By | Published on Wednesday 22 March 2023

Cardi B

The Eleventh Circuit Appeals Court in the US has knocked back an attempt by YouTuber Latasha Kebe to appeal the $3.8 million ruling made against her in a defamation legal battle with Cardi B.

The judges say that Kebe failed to follow the correct procedure in challenging that ruling and also failed to clarify her specific issues regarding decisions in the district court over what evidence could be shared with the jury during the original court hearing.

Cardi B – real name Belcalis Almanzar – sued Kebe over various claims that the latter made about the former in her YouTube videos. That included, legal papers said, that Almanzar “was a prostitute … was a user of cocaine … had and still has herpes … had and still has HPV … engaged in a debasing act with a beer bottle and … committed infidelity”.
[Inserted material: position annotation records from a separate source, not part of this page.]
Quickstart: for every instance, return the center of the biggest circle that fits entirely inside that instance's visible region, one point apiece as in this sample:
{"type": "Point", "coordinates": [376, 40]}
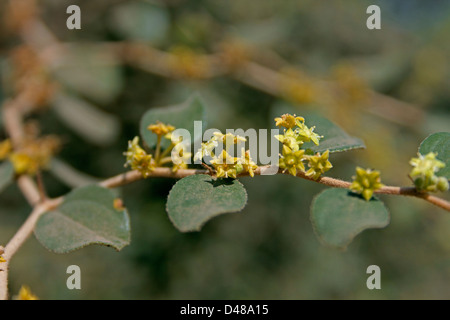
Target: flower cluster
{"type": "Point", "coordinates": [295, 134]}
{"type": "Point", "coordinates": [366, 182]}
{"type": "Point", "coordinates": [25, 294]}
{"type": "Point", "coordinates": [227, 166]}
{"type": "Point", "coordinates": [32, 155]}
{"type": "Point", "coordinates": [138, 159]}
{"type": "Point", "coordinates": [424, 173]}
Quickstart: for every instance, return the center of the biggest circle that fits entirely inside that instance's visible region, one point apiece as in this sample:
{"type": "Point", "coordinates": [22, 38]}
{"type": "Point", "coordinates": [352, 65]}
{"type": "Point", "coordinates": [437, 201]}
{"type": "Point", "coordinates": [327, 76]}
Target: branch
{"type": "Point", "coordinates": [131, 176]}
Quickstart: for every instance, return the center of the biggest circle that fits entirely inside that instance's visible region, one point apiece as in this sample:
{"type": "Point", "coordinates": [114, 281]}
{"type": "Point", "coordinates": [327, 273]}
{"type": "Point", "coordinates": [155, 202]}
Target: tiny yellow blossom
{"type": "Point", "coordinates": [245, 163]}
{"type": "Point", "coordinates": [225, 165]}
{"type": "Point", "coordinates": [366, 182]}
{"type": "Point", "coordinates": [290, 139]}
{"type": "Point", "coordinates": [25, 294]}
{"type": "Point", "coordinates": [118, 204]}
{"type": "Point", "coordinates": [5, 149]}
{"type": "Point", "coordinates": [288, 121]}
{"type": "Point", "coordinates": [161, 129]}
{"type": "Point", "coordinates": [307, 134]}
{"type": "Point", "coordinates": [182, 157]}
{"type": "Point", "coordinates": [138, 159]}
{"type": "Point", "coordinates": [229, 138]}
{"type": "Point", "coordinates": [34, 155]}
{"type": "Point", "coordinates": [423, 173]}
{"type": "Point", "coordinates": [23, 163]}
{"type": "Point", "coordinates": [318, 164]}
{"type": "Point", "coordinates": [206, 149]}
{"type": "Point", "coordinates": [292, 161]}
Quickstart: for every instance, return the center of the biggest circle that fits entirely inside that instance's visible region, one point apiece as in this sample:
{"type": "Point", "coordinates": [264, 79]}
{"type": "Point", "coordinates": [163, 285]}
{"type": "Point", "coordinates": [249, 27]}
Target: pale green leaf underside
{"type": "Point", "coordinates": [439, 143]}
{"type": "Point", "coordinates": [337, 216]}
{"type": "Point", "coordinates": [196, 199]}
{"type": "Point", "coordinates": [6, 174]}
{"type": "Point", "coordinates": [87, 216]}
{"type": "Point", "coordinates": [179, 116]}
{"type": "Point", "coordinates": [334, 138]}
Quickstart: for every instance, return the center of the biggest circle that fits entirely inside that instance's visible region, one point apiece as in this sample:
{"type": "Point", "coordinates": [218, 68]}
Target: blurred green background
{"type": "Point", "coordinates": [269, 250]}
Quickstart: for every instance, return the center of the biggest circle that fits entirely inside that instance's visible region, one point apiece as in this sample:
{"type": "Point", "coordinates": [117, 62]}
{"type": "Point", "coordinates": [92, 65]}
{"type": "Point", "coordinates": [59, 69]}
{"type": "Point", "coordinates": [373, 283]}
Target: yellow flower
{"type": "Point", "coordinates": [225, 165]}
{"type": "Point", "coordinates": [245, 163]}
{"type": "Point", "coordinates": [23, 163]}
{"type": "Point", "coordinates": [161, 129]}
{"type": "Point", "coordinates": [5, 149]}
{"type": "Point", "coordinates": [290, 139]}
{"type": "Point", "coordinates": [182, 156]}
{"type": "Point", "coordinates": [318, 164]}
{"type": "Point", "coordinates": [229, 138]}
{"type": "Point", "coordinates": [25, 294]}
{"type": "Point", "coordinates": [366, 182]}
{"type": "Point", "coordinates": [423, 173]}
{"type": "Point", "coordinates": [34, 154]}
{"type": "Point", "coordinates": [288, 121]}
{"type": "Point", "coordinates": [292, 161]}
{"type": "Point", "coordinates": [307, 134]}
{"type": "Point", "coordinates": [138, 159]}
{"type": "Point", "coordinates": [206, 149]}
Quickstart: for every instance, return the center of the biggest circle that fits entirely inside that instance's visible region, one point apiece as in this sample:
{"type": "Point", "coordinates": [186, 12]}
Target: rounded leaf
{"type": "Point", "coordinates": [196, 199]}
{"type": "Point", "coordinates": [180, 116]}
{"type": "Point", "coordinates": [339, 215]}
{"type": "Point", "coordinates": [87, 216]}
{"type": "Point", "coordinates": [440, 144]}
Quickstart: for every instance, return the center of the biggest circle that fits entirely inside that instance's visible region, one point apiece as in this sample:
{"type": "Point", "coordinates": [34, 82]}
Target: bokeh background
{"type": "Point", "coordinates": [245, 58]}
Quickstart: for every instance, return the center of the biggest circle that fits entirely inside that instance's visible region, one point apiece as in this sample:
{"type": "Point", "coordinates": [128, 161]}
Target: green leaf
{"type": "Point", "coordinates": [439, 143]}
{"type": "Point", "coordinates": [179, 116]}
{"type": "Point", "coordinates": [338, 215]}
{"type": "Point", "coordinates": [6, 174]}
{"type": "Point", "coordinates": [150, 22]}
{"type": "Point", "coordinates": [334, 138]}
{"type": "Point", "coordinates": [87, 216]}
{"type": "Point", "coordinates": [196, 199]}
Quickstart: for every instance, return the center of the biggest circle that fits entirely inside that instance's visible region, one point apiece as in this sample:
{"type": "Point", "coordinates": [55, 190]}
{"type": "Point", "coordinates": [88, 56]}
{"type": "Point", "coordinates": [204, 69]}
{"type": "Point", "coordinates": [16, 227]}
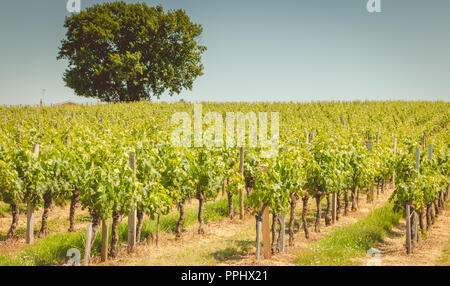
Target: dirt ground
{"type": "Point", "coordinates": [58, 221]}
{"type": "Point", "coordinates": [428, 252]}
{"type": "Point", "coordinates": [232, 242]}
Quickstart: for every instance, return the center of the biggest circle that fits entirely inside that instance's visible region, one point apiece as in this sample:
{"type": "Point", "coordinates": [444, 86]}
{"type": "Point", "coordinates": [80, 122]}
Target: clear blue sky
{"type": "Point", "coordinates": [258, 50]}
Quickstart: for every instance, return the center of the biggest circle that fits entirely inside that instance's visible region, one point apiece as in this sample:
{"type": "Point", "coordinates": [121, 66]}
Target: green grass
{"type": "Point", "coordinates": [52, 249]}
{"type": "Point", "coordinates": [444, 259]}
{"type": "Point", "coordinates": [213, 211]}
{"type": "Point", "coordinates": [4, 209]}
{"type": "Point", "coordinates": [351, 241]}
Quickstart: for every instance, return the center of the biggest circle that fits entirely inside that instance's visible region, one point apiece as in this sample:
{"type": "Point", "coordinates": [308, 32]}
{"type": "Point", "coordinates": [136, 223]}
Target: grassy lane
{"type": "Point", "coordinates": [52, 249]}
{"type": "Point", "coordinates": [351, 241]}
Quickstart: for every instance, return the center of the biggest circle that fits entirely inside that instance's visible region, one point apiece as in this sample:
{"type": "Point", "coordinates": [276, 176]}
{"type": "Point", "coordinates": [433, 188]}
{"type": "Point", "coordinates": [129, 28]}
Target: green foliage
{"type": "Point", "coordinates": [129, 52]}
{"type": "Point", "coordinates": [348, 242]}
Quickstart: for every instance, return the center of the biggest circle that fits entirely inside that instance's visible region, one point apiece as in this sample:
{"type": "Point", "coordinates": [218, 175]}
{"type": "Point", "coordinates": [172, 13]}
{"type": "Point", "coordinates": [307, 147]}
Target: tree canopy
{"type": "Point", "coordinates": [130, 52]}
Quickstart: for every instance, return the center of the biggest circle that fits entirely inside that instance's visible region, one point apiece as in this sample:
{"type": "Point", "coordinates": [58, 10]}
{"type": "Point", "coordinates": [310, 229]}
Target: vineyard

Almanzar denied all the allegations that Kebe had made, and told the court that false rumours spread by the YouTuber had had a negative impact on her mental health, resulting in the rapper becoming depressed and suicidal.
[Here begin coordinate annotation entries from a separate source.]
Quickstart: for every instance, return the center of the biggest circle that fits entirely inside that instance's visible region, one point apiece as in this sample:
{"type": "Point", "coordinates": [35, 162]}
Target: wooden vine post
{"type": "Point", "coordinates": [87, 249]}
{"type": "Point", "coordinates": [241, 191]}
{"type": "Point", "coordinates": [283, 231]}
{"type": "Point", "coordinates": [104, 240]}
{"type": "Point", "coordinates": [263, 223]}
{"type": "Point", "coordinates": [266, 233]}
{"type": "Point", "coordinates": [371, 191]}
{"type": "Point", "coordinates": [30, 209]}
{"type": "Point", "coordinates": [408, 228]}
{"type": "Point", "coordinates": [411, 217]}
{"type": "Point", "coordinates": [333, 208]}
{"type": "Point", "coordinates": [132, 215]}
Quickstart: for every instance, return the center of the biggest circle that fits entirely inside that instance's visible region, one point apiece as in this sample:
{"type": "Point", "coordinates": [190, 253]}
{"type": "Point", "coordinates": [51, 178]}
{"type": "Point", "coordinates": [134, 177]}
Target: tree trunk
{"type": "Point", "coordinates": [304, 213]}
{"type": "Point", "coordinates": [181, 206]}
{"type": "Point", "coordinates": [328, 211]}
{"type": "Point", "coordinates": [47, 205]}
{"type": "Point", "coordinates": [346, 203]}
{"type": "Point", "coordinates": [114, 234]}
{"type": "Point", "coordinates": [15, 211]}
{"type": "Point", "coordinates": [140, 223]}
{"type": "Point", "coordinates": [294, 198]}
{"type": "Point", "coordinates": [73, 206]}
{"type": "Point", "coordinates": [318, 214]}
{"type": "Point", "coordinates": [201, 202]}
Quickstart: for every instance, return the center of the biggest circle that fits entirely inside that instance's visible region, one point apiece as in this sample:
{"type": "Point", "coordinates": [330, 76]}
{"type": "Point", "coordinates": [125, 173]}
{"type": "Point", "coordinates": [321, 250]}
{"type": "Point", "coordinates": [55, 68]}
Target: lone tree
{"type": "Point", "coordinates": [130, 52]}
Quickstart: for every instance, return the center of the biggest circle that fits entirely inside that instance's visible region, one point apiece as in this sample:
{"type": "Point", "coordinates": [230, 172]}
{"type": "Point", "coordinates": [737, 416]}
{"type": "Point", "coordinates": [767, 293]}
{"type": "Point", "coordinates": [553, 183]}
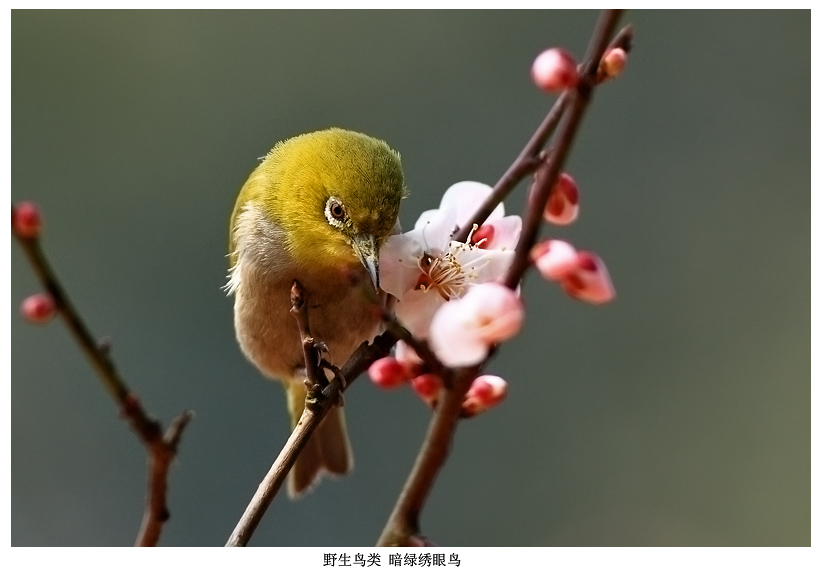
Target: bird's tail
{"type": "Point", "coordinates": [327, 451]}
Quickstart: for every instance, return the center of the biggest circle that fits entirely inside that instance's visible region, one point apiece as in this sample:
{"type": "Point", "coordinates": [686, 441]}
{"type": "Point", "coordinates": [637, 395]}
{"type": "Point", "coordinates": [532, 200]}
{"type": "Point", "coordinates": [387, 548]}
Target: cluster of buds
{"type": "Point", "coordinates": [449, 292]}
{"type": "Point", "coordinates": [581, 274]}
{"type": "Point", "coordinates": [485, 392]}
{"type": "Point", "coordinates": [26, 223]}
{"type": "Point", "coordinates": [562, 207]}
{"type": "Point", "coordinates": [555, 70]}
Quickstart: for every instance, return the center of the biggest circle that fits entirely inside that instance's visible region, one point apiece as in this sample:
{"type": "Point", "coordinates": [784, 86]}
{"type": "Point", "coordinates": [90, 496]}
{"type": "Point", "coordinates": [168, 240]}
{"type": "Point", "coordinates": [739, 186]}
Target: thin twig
{"type": "Point", "coordinates": [314, 412]}
{"type": "Point", "coordinates": [526, 162]}
{"type": "Point", "coordinates": [160, 456]}
{"type": "Point", "coordinates": [161, 448]}
{"type": "Point", "coordinates": [310, 354]}
{"type": "Point", "coordinates": [403, 524]}
{"type": "Point", "coordinates": [582, 96]}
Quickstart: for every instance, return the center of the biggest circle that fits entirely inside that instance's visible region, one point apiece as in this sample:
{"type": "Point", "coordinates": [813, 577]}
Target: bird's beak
{"type": "Point", "coordinates": [365, 246]}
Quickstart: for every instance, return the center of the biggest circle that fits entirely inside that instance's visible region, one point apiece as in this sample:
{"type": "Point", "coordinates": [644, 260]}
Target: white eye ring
{"type": "Point", "coordinates": [335, 212]}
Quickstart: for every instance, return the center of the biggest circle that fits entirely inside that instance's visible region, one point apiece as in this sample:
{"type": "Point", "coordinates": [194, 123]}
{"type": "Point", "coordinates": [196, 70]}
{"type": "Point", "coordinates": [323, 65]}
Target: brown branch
{"type": "Point", "coordinates": [403, 523]}
{"type": "Point", "coordinates": [161, 448]}
{"type": "Point", "coordinates": [310, 354]}
{"type": "Point", "coordinates": [526, 163]}
{"type": "Point", "coordinates": [582, 97]}
{"type": "Point", "coordinates": [317, 406]}
{"type": "Point", "coordinates": [530, 158]}
{"type": "Point", "coordinates": [160, 456]}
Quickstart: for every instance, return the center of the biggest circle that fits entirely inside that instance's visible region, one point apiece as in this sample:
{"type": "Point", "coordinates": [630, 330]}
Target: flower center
{"type": "Point", "coordinates": [442, 274]}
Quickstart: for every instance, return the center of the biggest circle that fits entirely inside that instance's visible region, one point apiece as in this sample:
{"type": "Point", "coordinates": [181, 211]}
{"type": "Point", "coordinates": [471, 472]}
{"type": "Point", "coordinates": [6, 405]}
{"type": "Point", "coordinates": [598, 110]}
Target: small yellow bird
{"type": "Point", "coordinates": [316, 210]}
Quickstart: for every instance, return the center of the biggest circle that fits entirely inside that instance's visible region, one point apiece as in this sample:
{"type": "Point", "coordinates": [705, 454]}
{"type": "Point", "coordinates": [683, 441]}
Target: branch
{"type": "Point", "coordinates": [161, 448]}
{"type": "Point", "coordinates": [403, 524]}
{"type": "Point", "coordinates": [582, 97]}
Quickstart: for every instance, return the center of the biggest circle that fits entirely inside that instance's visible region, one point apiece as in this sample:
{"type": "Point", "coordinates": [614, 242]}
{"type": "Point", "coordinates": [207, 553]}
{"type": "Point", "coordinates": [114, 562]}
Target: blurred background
{"type": "Point", "coordinates": [677, 415]}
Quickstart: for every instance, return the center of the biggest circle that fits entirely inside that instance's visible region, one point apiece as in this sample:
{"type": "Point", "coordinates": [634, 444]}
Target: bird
{"type": "Point", "coordinates": [316, 210]}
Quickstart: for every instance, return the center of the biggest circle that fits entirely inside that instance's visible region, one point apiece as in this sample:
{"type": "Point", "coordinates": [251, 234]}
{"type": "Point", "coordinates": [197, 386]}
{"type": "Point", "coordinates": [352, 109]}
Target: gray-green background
{"type": "Point", "coordinates": [678, 415]}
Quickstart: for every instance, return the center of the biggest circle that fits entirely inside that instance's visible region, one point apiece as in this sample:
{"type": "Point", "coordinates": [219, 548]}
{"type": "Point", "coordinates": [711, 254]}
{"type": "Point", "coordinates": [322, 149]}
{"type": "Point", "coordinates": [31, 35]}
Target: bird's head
{"type": "Point", "coordinates": [335, 195]}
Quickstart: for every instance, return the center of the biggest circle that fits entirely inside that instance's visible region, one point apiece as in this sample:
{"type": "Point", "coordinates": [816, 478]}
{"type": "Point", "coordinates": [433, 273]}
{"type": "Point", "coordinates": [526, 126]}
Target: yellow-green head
{"type": "Point", "coordinates": [334, 193]}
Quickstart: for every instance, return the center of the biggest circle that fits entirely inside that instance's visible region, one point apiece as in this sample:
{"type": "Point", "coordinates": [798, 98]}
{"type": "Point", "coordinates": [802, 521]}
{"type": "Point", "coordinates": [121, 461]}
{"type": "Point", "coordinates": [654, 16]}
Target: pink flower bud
{"type": "Point", "coordinates": [590, 281]}
{"type": "Point", "coordinates": [427, 386]}
{"type": "Point", "coordinates": [555, 70]}
{"type": "Point", "coordinates": [554, 259]}
{"type": "Point", "coordinates": [613, 63]}
{"type": "Point", "coordinates": [26, 221]}
{"type": "Point", "coordinates": [38, 308]}
{"type": "Point", "coordinates": [463, 330]}
{"type": "Point", "coordinates": [563, 201]}
{"type": "Point", "coordinates": [387, 372]}
{"type": "Point", "coordinates": [486, 391]}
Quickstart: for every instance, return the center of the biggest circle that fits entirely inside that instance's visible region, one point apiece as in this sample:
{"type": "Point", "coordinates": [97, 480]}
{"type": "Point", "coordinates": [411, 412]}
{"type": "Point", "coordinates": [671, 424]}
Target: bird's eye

Kebe, meanwhile, basically admitted in court that she didn’t fact-check any of the allegations made about Almanzar on her YouTube channel, even when the rapper was actively denying those claims.

A jury found Kebe liable for defamation in January last year, awarding the rapper nearly $4 million in damages.

Kebe then began appeal proceedings in the Eleventh Circuit appeals court, arguing that it was never proven in court that she acted with actual malice when making her videos about Almanzar and that the exclusion of evidence about the rapper’s character in court resulted in a “very lopsided” hearing.

In their response, the appeal judges said yesterday: “There are two issues here. One is whether the jury had sufficient evidence to hold appellants – Latasha Kebe and others – liable for defamation (and other privacy torts) against appellee Belcalis Almanzar. The other is whether the district court erred by excluding evidence. We hold that Kebe hasn’t preserved either issue for appeal”.

It was on the first issue that judges said Kebe had failed to follow correct procedure. “Defendant Latasha Kebe asks for a new trial, saying that there was insufficient evidence for the jury verdict against her. But as she all but admits, she didn’t make … the required post-verdict motions in the district court. As a result, we have no authority to consider her insufficiency-of-the-evidence argument on appeal”.

Kebe did offer an argument as to why legal precedent in this domain should not apply, so allowing her to make a claim in the appeals court despite not filing the required motions in the lower court. But her interpretation of the law on this matter, the judges said, is simply “incorrect”.

“Kebe also failed to preserve her evidentiary arguments”, they then added. “Kebe didn’t adequately brief her challenges to the district court’s evidentiary rulings. Specifically, she never tells us where in the 5500-page record the district court’s alleged errors can be found … because Kebe’s brief falls well short of what we require, she has abandoned this argument”.

As a result, the original jury decision in the district court is affirmed.